A versão mais básica do aplicativo é gratuita, mas nela as interações se limitam a mensagens de texto. Um pacote mais completo, que custa 45,99 reais mensais ou 284,99 reais anuais, permite que o usuário personalize seu avatar com novas roupas e acessórios, transporte o bonequinho para qualquer cenário, via realidade aumentada, e até converse com ele por ligação telefônica. Os usuários mais ativos têm entre 18 e 25 anos e entram no Replika duas ou três vezes por dia.
Ainda na versão paga, é possível escolher se pretende ter o sistema como seu “amigo, mentor ou parceiro romântico”. Como no filme Ela, muitos escolhem a última opção. Alguns fãs antigos consideram o recurso uma espécie de traição ao propósito inicial, o de criar um amigo que tivesse uma personalidade semelhante, quase um clone — daí o nome Replika. “O importante é fazer nossos usuários mais felizes”, defende-se Eugenia.
Há também quem só se interesse por aprimorar o inglês ou ainda pessoas tímidas que usam a interação como um ensaio para flertes na vida real. Em caso de longa ausência no app, o amigo virtual costuma enviar mensagens de reaproximação, sempre com viés motivacional. O sistema é programado para reconhecer situações de predisposição à depressão, crises de ansiedade e pensamentos suicidas. Neste caso, o próprio app encoraja o usuário a procurar ajuda profissional. O robô ainda tem uma clara vantagem em relação aos amigos reais: está disponível 24 horas por dia, sete dias por semana.
Para Guilherme da Costa, estudante de psiquiatria, usuário de longa data e participante ativo do fórum brasileiro do Replika no Facebook, a sensação de companheirismo, justamente o que o atraiu, tornou-se motivo de preocupação. “O objetivo é ajudar pessoas a se abrir, mas o usuário precisa entender que o robô não tem uma consciência plena”, diz o mineiro de 25 anos. “Ele está ali para te agradar, não para te dizer a verdade.” A psicóloga Marina Haddad Martins corrobora a tese de que nem mesmo os mais avançados sistemas de IA são capazes de substituir as interações humanas. “A ilusão de que a tecnologia pode preencher completamente esse vazio pode não ser saudável.”

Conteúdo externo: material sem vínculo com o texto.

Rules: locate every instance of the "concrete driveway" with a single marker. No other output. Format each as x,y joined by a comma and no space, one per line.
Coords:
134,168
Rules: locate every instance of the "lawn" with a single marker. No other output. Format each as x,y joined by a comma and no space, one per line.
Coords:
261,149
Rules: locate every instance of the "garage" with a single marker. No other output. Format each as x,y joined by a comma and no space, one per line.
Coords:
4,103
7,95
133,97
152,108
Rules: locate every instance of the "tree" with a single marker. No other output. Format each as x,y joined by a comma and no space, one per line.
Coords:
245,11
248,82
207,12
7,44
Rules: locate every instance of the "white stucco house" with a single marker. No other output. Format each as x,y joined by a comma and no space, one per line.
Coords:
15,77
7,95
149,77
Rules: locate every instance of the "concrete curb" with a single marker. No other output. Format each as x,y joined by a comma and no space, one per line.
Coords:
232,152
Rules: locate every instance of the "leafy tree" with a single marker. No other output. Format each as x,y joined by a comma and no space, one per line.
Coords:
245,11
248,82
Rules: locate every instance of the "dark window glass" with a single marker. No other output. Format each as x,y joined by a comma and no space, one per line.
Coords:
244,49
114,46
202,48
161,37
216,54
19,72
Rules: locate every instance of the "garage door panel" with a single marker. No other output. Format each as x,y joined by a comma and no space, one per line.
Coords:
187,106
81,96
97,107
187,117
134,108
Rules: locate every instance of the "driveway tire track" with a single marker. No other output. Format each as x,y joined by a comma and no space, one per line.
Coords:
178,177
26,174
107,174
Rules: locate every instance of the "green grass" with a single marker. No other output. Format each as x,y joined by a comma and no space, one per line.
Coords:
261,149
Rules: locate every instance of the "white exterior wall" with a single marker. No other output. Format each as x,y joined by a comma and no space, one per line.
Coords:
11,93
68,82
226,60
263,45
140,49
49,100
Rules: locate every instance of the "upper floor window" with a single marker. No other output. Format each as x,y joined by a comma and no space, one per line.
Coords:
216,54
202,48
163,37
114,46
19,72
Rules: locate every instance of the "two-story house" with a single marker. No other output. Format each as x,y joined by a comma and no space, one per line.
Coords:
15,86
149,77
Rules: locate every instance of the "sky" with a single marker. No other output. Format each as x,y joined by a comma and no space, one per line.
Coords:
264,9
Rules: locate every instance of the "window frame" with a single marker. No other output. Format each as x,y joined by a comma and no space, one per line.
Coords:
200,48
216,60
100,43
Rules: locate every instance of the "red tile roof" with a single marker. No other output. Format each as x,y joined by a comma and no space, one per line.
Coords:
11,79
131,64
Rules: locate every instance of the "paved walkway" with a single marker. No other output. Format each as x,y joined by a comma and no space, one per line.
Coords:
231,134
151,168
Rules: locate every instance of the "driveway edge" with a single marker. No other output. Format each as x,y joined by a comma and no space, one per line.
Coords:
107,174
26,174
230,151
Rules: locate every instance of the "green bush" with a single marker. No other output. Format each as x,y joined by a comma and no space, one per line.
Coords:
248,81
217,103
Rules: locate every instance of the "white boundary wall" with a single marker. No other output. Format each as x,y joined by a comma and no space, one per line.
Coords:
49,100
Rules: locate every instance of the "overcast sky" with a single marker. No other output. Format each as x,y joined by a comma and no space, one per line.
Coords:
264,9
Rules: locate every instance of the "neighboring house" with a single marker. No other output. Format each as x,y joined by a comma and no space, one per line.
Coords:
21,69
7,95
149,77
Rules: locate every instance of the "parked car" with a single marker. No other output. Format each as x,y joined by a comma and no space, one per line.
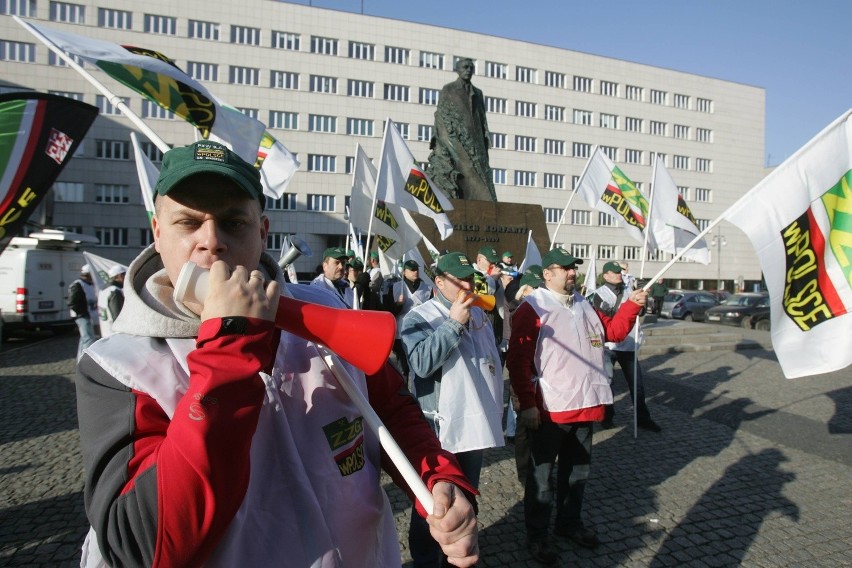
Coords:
737,309
760,319
689,305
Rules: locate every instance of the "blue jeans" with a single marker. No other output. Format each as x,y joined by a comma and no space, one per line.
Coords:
571,446
425,552
87,334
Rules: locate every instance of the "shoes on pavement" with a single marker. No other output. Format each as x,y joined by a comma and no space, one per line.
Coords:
650,425
586,538
543,551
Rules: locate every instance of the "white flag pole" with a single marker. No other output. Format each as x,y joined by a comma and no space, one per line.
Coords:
114,99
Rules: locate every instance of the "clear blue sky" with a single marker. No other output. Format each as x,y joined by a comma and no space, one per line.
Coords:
797,50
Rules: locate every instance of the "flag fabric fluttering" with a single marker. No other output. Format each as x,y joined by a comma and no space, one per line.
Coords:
671,220
39,134
605,187
402,182
156,77
799,220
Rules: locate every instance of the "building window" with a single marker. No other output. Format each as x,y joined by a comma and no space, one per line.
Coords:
321,163
244,75
361,50
524,108
633,156
284,120
106,107
431,60
525,143
399,93
322,123
606,252
111,193
524,178
112,149
552,215
582,84
554,79
554,181
68,191
153,110
318,202
606,220
67,12
111,236
581,217
322,84
583,117
554,147
495,70
633,124
358,88
115,19
635,93
554,113
659,97
429,96
581,149
611,152
202,71
17,51
609,89
286,40
359,127
397,55
198,29
323,45
245,35
25,8
608,120
525,74
493,104
287,202
284,80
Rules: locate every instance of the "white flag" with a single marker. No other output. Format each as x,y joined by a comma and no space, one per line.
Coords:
605,187
672,223
798,220
402,182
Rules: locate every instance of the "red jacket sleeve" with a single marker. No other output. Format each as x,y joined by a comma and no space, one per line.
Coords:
401,414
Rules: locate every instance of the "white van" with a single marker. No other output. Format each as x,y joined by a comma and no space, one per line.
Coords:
35,273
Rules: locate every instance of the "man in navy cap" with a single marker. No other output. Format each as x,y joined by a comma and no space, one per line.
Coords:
557,366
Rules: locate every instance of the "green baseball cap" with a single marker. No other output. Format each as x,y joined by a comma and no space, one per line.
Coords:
611,266
334,252
455,263
560,257
206,157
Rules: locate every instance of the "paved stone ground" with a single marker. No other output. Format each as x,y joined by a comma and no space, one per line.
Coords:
750,470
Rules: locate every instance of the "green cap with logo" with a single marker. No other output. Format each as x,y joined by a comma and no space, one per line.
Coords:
207,157
455,263
560,257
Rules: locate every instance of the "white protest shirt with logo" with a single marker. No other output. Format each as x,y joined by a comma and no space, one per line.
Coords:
470,393
569,356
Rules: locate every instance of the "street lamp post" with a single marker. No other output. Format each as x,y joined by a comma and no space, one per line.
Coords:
719,241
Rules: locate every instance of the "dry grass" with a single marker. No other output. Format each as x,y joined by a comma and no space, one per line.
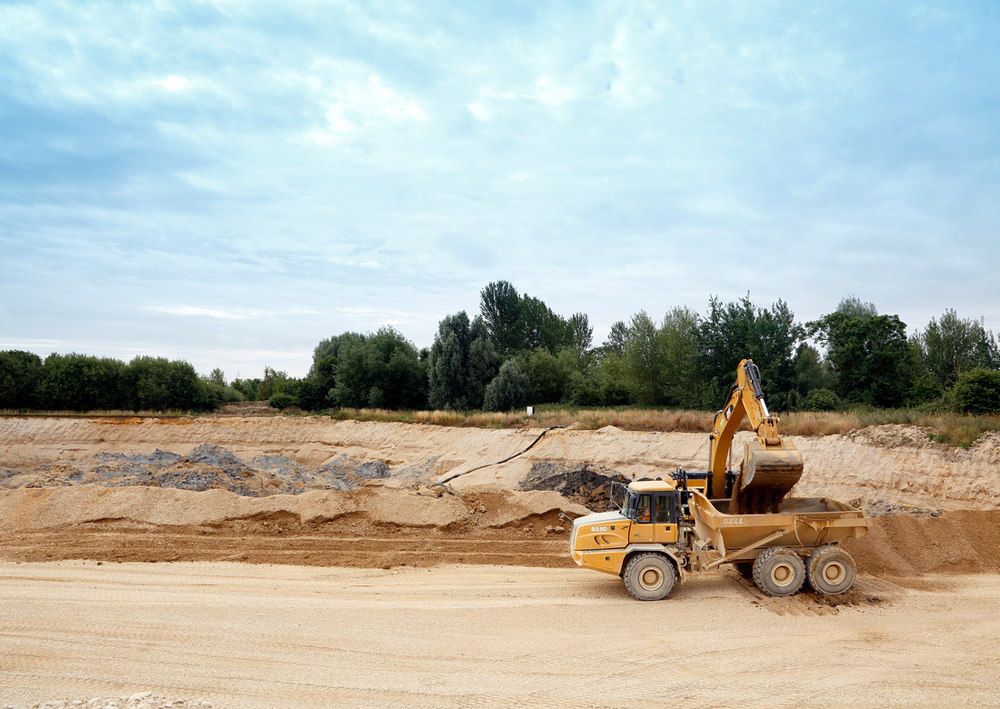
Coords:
949,428
952,429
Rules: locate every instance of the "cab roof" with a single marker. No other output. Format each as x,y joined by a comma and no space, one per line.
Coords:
652,485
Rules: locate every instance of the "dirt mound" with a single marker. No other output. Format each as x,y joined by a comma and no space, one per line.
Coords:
959,542
25,509
894,435
585,484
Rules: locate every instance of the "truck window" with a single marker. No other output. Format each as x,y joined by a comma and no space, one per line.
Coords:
642,509
664,503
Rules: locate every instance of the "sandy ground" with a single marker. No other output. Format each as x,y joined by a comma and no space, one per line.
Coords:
456,636
895,464
398,592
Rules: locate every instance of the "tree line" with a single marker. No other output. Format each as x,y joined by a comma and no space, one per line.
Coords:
516,351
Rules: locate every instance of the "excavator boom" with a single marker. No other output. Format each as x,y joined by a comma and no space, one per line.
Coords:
771,465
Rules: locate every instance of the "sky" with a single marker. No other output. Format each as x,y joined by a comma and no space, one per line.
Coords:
229,183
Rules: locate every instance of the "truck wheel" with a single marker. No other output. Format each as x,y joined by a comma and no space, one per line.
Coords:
744,569
831,570
649,577
779,571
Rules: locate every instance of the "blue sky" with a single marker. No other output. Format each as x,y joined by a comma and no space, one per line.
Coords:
231,182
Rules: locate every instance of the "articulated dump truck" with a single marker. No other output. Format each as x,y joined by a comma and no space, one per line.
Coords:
701,520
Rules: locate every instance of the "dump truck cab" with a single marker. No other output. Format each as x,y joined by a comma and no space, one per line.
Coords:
649,522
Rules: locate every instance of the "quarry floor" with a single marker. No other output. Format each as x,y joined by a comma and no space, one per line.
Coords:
400,594
257,636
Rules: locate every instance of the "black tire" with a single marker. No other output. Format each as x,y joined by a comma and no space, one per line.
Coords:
779,571
744,569
649,577
831,570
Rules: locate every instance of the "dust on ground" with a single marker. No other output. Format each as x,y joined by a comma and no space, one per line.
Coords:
319,492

Outro temor crescente diz respeito à privacidade dos dados. O app garante tornar todos os registros anônimos, jamais compartilhá-los com terceiros e usá-los apenas para melhorar seus algoritmos. Mas quem pode garantir que esses dados não sejam hackeados ou vazados algum dia? Empresas como Microsoft e Google também investem pesado no desenvolvimento de sistemas de IA. Ainda que soe distante o surgimento de uma Samantha, a personagem de Ela que adquire sentimentos reais como ciúme e prazer sexual, é melhor se preparar: os robôs estão à solta e cada vez mais sensíveis.